As we saw, Indiana defeated Illinois with half a team. Indiana insiders say the best four Hoosier defenders are a fifth-year senior who arrived as a baseball pitcher (safety Greg Heban), a walk-on defensive end (Nick Mangieri), a freshman linebacker (T.J. Simmons) and a converted safety (cornerback Tim Bennett).
Meanwhile, Wilson runs an offense with two solid quarterbacks, a running back averaging more than 100 yards per game, and a receiver corps so stacked that some might be better employed to bolster the secondary.
Yes, you can pull upsets with an aerial cleverness or punish underlings like Illinois with basic plays, but you can’t win consistently without rugged, reactive talent on the defensive side ... the kind of players that are scarce and usually sign on with elite powers.
Back to the point: Is it realistic that Beckman, with time, can outwrestle this monster?
Forget about Saturday’s poorly executed fake punt — awful timing, Illinois trailed only 42-35 with 12 minutes left — or the decision to punt on fourth and 3 early at the Indiana 33 (netted 13 yards).
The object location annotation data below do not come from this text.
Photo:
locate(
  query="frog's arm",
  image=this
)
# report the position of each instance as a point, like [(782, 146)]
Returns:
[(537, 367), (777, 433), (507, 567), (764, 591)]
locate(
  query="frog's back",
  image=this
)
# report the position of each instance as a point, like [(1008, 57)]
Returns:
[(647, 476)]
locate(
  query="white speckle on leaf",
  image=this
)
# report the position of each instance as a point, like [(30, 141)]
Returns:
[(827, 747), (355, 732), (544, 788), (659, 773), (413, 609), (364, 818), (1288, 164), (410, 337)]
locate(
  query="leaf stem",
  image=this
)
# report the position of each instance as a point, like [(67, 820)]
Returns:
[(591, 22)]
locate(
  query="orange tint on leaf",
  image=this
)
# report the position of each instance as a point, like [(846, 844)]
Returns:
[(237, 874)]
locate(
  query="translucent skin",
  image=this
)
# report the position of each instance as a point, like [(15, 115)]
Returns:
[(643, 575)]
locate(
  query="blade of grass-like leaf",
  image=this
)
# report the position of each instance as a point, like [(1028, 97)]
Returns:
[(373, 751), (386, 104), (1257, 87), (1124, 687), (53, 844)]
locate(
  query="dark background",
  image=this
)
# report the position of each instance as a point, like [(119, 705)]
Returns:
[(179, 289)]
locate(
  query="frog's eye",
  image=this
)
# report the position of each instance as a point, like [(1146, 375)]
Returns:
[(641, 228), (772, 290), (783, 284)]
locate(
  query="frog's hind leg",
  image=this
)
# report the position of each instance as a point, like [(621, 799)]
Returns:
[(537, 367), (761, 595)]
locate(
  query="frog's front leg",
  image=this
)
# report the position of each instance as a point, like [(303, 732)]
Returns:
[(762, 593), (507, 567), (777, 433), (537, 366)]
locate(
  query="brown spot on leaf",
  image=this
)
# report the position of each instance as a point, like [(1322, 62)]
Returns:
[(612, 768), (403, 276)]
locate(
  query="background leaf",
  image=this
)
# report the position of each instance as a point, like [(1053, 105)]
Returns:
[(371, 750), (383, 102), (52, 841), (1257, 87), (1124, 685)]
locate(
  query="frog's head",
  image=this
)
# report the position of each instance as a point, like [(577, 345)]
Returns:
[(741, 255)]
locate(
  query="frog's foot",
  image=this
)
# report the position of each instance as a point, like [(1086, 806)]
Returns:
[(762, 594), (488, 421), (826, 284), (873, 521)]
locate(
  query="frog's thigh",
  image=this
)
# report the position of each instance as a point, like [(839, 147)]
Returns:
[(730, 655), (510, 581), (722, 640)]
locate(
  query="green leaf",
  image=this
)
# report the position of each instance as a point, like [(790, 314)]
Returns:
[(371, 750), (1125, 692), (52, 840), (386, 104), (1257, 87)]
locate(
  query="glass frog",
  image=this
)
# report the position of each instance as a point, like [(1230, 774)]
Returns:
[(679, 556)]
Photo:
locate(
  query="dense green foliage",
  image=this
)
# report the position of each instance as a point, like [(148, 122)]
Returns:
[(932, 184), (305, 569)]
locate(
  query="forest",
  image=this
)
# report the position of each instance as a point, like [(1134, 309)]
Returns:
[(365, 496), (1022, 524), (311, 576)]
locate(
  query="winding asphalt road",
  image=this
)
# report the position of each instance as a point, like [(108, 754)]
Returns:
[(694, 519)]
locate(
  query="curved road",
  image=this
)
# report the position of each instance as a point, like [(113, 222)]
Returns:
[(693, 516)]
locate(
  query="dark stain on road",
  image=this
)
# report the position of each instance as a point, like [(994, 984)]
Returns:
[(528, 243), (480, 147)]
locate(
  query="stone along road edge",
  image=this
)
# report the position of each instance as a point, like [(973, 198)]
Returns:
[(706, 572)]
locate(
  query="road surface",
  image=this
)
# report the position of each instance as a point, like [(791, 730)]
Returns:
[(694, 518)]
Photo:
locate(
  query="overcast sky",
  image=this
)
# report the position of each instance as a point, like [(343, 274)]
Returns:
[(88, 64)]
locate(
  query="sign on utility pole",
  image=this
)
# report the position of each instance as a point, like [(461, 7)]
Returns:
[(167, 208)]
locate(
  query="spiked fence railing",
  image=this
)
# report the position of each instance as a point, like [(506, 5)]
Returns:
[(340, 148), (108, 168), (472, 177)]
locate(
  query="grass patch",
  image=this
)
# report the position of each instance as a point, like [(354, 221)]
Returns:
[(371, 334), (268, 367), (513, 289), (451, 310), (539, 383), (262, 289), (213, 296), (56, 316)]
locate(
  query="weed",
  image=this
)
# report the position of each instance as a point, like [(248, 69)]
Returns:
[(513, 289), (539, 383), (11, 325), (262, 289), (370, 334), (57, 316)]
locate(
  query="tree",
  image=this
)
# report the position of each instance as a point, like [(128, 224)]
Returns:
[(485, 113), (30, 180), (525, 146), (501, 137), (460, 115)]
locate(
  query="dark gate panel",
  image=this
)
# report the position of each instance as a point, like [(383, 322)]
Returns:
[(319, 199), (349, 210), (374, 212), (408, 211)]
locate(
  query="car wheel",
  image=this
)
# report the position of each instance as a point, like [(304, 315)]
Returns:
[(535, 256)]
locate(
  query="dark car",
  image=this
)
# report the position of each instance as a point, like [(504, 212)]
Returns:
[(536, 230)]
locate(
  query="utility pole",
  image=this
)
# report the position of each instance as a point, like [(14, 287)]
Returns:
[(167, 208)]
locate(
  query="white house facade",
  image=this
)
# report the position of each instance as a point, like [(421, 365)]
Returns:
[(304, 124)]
We can argue about play calls without resolution. What we need to know is whether there is a fundamental weakness in the scheme or the athletes are simply 600 yards bad.
Linebacker Jonathan Brown, who starred for a defense that was No. 7 nationally two years ago, blames it on youth.
Fresh from spearing Illinois’ second interception of the season, Brown said: “When these guys mature, the defense will be fine. They’re just young, and Indiana has one of the best offenses I’ve seen since I’ve been here. They’re good. They broke it open in the fourth quarter.”
OK, but let’s be honest. If a Big Ten cellar dweller is going to climb, it begins with Indiana and Purdue ... and half of that duo won going away.
Athletic director Mike Thomas calls John Groce’s Illini a “Tale of Two Teams” because the quintet on the floor is so different from the group coming off the bench.
This may be a “new club” to Groce but the starters are more experienced than most rivals as they field two fifth-year forwards, a fourth-year junior in Rayvonte Rice and two juniors who were regulars last season.
It may turn out that, at the same stage in development, these freshmen have more basketball skills. But, for the time being, they are not better than veterans who are two, three and four years older. Even as coaches treat redshirting like it’s the plague — what they really want are one-and-doners — we may again see the advantages of having older players.
Speaking of one-and-done, Curie’s Cliff Alexander will be untouchable this week as the “dead period” starts Monday as we approach Friday’s signing date.
NOTEWORTHY: Unhappiness broke out at Kansas State late Friday as Bruce Weber’s talent-shy team fell to Northern Colorado 60-58 ... Weber commenting: “We have too many excuses and not enough desire.”